The pattern across all ten
Lay the ten systems side by side and the book's argument resolves into a single observation: **the controls are the same; only their intensity and placement change with blast radius. ** Every system treats inputs as untrusted by default, scopes data and tools to least privilege, gates effects deterministically outside the model, allowlists egress, and monitors. The browser agent's hardest control is the loop-taint-plus-human-gate because its untrusted-input surface is the whole internet.

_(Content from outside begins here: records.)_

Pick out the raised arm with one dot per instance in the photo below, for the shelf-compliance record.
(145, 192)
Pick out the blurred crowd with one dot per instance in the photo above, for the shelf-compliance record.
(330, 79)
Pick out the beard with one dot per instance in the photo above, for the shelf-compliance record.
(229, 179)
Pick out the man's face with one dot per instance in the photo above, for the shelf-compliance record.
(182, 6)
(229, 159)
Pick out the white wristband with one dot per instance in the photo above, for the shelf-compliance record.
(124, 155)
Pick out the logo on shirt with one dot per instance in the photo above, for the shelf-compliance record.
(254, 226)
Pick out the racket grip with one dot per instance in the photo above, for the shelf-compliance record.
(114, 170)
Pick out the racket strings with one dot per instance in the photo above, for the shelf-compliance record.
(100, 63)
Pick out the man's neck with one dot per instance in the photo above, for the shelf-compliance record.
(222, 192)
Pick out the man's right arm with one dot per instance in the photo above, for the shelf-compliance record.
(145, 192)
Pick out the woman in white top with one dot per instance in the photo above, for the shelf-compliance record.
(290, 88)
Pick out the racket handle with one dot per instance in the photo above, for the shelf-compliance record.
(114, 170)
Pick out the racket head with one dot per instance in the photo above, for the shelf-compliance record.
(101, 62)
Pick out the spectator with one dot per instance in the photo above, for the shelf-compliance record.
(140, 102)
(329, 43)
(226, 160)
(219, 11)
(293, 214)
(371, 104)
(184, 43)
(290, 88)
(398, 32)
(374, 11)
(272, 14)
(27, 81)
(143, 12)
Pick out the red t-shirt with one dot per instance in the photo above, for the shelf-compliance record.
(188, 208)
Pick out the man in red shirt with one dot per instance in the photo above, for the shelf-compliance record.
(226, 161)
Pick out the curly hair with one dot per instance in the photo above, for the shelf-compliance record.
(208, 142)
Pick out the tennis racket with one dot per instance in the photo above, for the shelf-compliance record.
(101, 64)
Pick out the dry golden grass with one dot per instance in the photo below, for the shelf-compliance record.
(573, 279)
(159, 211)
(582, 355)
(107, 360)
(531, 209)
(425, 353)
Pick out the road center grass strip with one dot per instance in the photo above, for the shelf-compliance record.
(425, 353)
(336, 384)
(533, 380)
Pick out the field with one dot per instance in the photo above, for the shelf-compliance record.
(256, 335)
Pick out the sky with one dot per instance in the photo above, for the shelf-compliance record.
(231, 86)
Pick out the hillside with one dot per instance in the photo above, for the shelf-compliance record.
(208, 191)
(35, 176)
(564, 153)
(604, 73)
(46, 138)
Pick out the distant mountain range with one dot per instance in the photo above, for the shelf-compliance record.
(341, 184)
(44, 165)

The RAG copilot's is the ACL-before-relevance because its risk is confidentiality across permission levels. The payment agent's is destination-binding-plus-cap-plus-approval because its blast radius is irreversible money movement. None of them relies on "the model refuses injection, " because, as the whole book has argued, that is not a control (a lesson reinforced by Greshake et al.). Each relies on the deterministic boundaries that hold when the model is fooled, placed and hardened in proportion to what the system can do. That proportionality is the design discipline: find your highest-blast-radius capability, put the hardest deterministic gate there, and work outward. A team that can fill in the seven-part worksheet for its own system, with a populated "required controls" and a hard "unacceptable residual risks" list, has done the work this book exists to demand, and has stopped asking whether the model can be tricked, because it has made the answer not matter.
Chapter summary
The book's frameworks survive contact with ten real systems, each modeled as assets, untrusted inputs, tools, dominant attack paths, required controls, unacceptable residual risks, and a launch checklist, ordered by rising blast radius. The browser agent (whole internet as attacker) hardens the loop-taint-plus-human-gate on authenticated actions after browsing; the email assistant binds the send recipient and forbids autonomous external forward; the enterprise RAG copilot lives or dies on ACL-before-relevance and tenant isolation; the support agent (Chapter 1's system) field-scopes account reads, human-reviews sends with the resolved draft, and runs an adversarial memory gate; the coding assistant treats repo/dependency content as untrusted and puts shell/deploy behind approval in a least-privilege egress-allowlisted sandbox; the CRM agent gates bulk operations and exports with per-session budgets and reversibility; the HR assistant enforces top-tier per-employee scoping and never persists special-category data; the legal assistant strips concealment, makes extractions attributable to source spans, and isolates matters against a correctness-as-attack path; the OCR assistant stamps OCR output untrusted and surfaces the extreme human-visible-vs-model-visible gap to reviewers; and the payment/refund agent, highest blast radius, binds the destination to the account on file, hard-caps the amount in policy, requires approval over a low threshold, and enforces a cumulative budget. Laid side by side, the controls are the same across all ten, untrusted by default, least privilege, deterministic gates on effect, egress control, monitoring, and only their intensity and placement change with blast radius, so the design discipline is to find your highest-blast-radius capability, put the hardest deterministic gate there, and work outward. None relies on the model refusing injection, because that is not a control; each relies on boundaries that hold when the model is fooled, which is how a team stops asking whether the model can be tricked and instead makes the answer not matter. The full reference set underpinning this chapter: OWASP LLM Top 10, OWASP Prompt Injection Prevention Cheat Sheet, Microsoft's defense writeup, and NIST's AI Risk Management Framework.